Available research suggests that the biggest energy savings are found when staff work from home full-time, rather than split time between the office and home. And even when home-working is full-time, other factors need to be considered, such as how commutes are often combined with other duties such as the school run and shopping.
People who usually work from home often live further away from their office, meaning that they have much longer journeys on the days they do commute.
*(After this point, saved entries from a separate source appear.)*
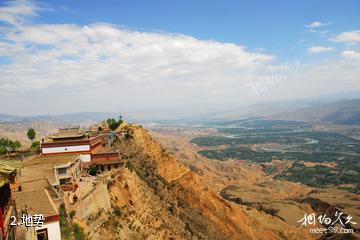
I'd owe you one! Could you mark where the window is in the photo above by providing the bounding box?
[57,168,67,175]
[36,229,48,240]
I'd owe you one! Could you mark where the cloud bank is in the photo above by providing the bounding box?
[342,50,360,59]
[0,1,359,117]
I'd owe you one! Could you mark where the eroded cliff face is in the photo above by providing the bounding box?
[86,125,316,240]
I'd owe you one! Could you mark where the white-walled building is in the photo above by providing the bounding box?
[53,155,81,185]
[13,189,61,240]
[40,127,104,164]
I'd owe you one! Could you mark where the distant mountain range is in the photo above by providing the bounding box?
[176,98,360,126]
[271,99,360,124]
[0,112,119,124]
[2,95,360,126]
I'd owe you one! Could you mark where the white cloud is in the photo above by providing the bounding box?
[1,23,274,93]
[307,46,334,54]
[0,1,278,115]
[305,21,331,28]
[342,50,360,60]
[0,1,359,117]
[0,0,38,26]
[330,30,360,43]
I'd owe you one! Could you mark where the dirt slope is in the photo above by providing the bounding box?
[87,125,316,239]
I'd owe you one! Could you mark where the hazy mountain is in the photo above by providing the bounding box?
[0,113,21,122]
[0,112,119,124]
[2,91,360,125]
[271,99,360,124]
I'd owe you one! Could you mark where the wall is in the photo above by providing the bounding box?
[42,144,90,154]
[35,221,61,240]
[80,154,91,162]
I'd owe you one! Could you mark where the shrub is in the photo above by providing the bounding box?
[113,207,121,216]
[31,140,40,152]
[69,210,76,219]
[89,166,97,176]
[73,223,85,240]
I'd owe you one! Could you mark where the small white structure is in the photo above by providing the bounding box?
[35,220,61,240]
[53,155,81,185]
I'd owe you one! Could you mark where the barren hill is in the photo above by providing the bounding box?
[83,124,315,240]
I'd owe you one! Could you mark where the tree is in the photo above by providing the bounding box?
[31,140,40,152]
[0,138,7,154]
[27,128,36,142]
[106,116,124,131]
[10,140,21,152]
[106,118,117,131]
[0,138,21,157]
[89,167,98,176]
[119,115,123,125]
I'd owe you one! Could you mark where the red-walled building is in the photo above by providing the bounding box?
[0,160,18,240]
[40,127,126,172]
[90,146,124,172]
[40,127,105,163]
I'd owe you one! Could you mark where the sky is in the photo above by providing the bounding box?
[0,0,359,117]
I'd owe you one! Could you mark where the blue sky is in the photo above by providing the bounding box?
[0,0,359,116]
[39,0,360,60]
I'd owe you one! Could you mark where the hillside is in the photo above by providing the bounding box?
[271,99,360,124]
[151,126,360,240]
[80,124,315,240]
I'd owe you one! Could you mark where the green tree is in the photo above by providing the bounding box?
[10,140,21,152]
[106,118,117,131]
[0,138,21,157]
[0,138,7,154]
[27,128,36,142]
[118,115,123,125]
[31,140,40,152]
[89,166,98,176]
[106,116,124,131]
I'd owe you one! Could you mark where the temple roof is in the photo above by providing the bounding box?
[48,133,85,139]
[0,159,21,188]
[0,159,21,175]
[23,154,80,166]
[93,146,118,154]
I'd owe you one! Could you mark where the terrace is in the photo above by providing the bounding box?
[21,154,81,186]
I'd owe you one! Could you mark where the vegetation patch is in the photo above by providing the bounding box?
[192,119,360,192]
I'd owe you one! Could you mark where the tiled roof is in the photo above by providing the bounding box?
[0,159,21,187]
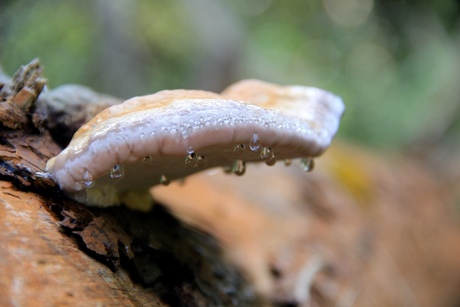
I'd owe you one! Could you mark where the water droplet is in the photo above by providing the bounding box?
[81,170,94,188]
[187,146,194,154]
[197,155,207,168]
[233,144,245,155]
[260,147,276,166]
[232,160,246,176]
[284,159,292,166]
[110,164,124,179]
[142,155,153,165]
[159,174,170,186]
[249,132,261,151]
[300,158,315,172]
[185,152,198,168]
[260,147,274,161]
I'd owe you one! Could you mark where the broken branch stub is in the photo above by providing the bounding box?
[0,58,46,129]
[45,80,344,210]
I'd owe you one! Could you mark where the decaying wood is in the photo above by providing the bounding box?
[0,59,46,130]
[0,181,165,307]
[0,60,459,306]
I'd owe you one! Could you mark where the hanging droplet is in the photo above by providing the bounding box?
[260,147,274,161]
[81,170,94,188]
[197,155,207,168]
[159,174,170,186]
[223,165,233,174]
[260,147,276,166]
[284,159,292,166]
[249,132,261,151]
[233,144,245,155]
[185,152,198,168]
[142,155,153,165]
[232,160,246,176]
[110,164,124,179]
[300,158,315,172]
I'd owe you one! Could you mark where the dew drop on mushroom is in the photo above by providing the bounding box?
[159,174,170,185]
[142,156,153,165]
[110,164,125,179]
[232,160,246,176]
[300,158,315,172]
[233,144,245,155]
[185,152,198,168]
[81,170,94,188]
[249,132,261,152]
[261,147,276,166]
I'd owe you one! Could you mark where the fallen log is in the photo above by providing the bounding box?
[1,60,459,306]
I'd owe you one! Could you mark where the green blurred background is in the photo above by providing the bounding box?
[1,0,459,150]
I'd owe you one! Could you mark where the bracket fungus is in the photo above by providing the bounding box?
[45,80,344,210]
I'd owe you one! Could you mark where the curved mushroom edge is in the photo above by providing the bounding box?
[45,84,344,210]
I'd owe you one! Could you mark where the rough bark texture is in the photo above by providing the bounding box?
[0,60,459,306]
[0,59,46,130]
[0,181,165,307]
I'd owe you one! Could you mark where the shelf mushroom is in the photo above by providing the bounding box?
[45,80,345,211]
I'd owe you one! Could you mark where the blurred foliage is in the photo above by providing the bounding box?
[1,0,459,150]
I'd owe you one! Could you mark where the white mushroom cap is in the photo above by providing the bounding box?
[45,81,344,210]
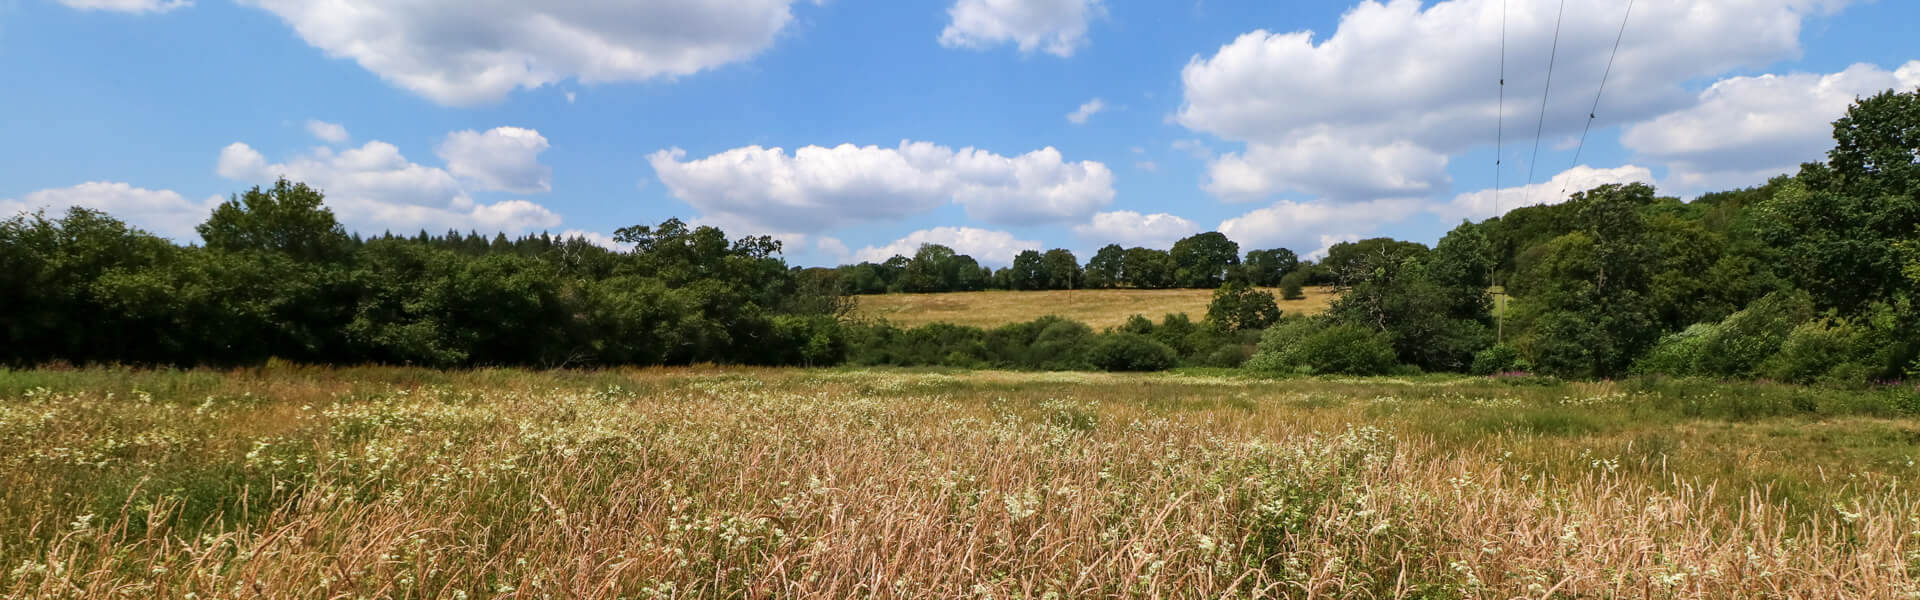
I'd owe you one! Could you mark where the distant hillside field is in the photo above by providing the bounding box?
[852,286,1338,329]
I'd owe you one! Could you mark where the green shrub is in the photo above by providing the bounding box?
[1117,314,1155,335]
[1152,313,1198,355]
[1028,319,1095,370]
[1244,318,1324,374]
[1244,320,1396,375]
[1292,324,1399,375]
[1471,344,1527,375]
[1087,333,1178,372]
[1278,271,1307,300]
[1206,283,1282,332]
[1695,291,1814,377]
[1633,322,1718,376]
[1762,319,1860,384]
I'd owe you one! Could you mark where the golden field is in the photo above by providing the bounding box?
[2,366,1917,598]
[852,286,1338,329]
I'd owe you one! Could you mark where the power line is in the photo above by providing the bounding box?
[1494,0,1509,344]
[1563,0,1636,196]
[1524,0,1567,207]
[1495,0,1507,220]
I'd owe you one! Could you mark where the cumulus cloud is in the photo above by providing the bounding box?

For example, one study of UK workers found that those who work from home have, on average, a 17.2km-longer commute than those who are solely office-based.
“A scenario after the threat of coronavirus has cleared where workers will want the best of both worlds – retaining the freedom and flexibility they found from working from home, but the social aspects of working at an office that they’ve missed out on during lockdown – will not deliver the energy savings the world needs,” study author Benjamin K Sovacool, Professor of Energy Policy at the Science Policy Research Unit, University of Sussex, told the Centre for Research into Energy Demand Solutions.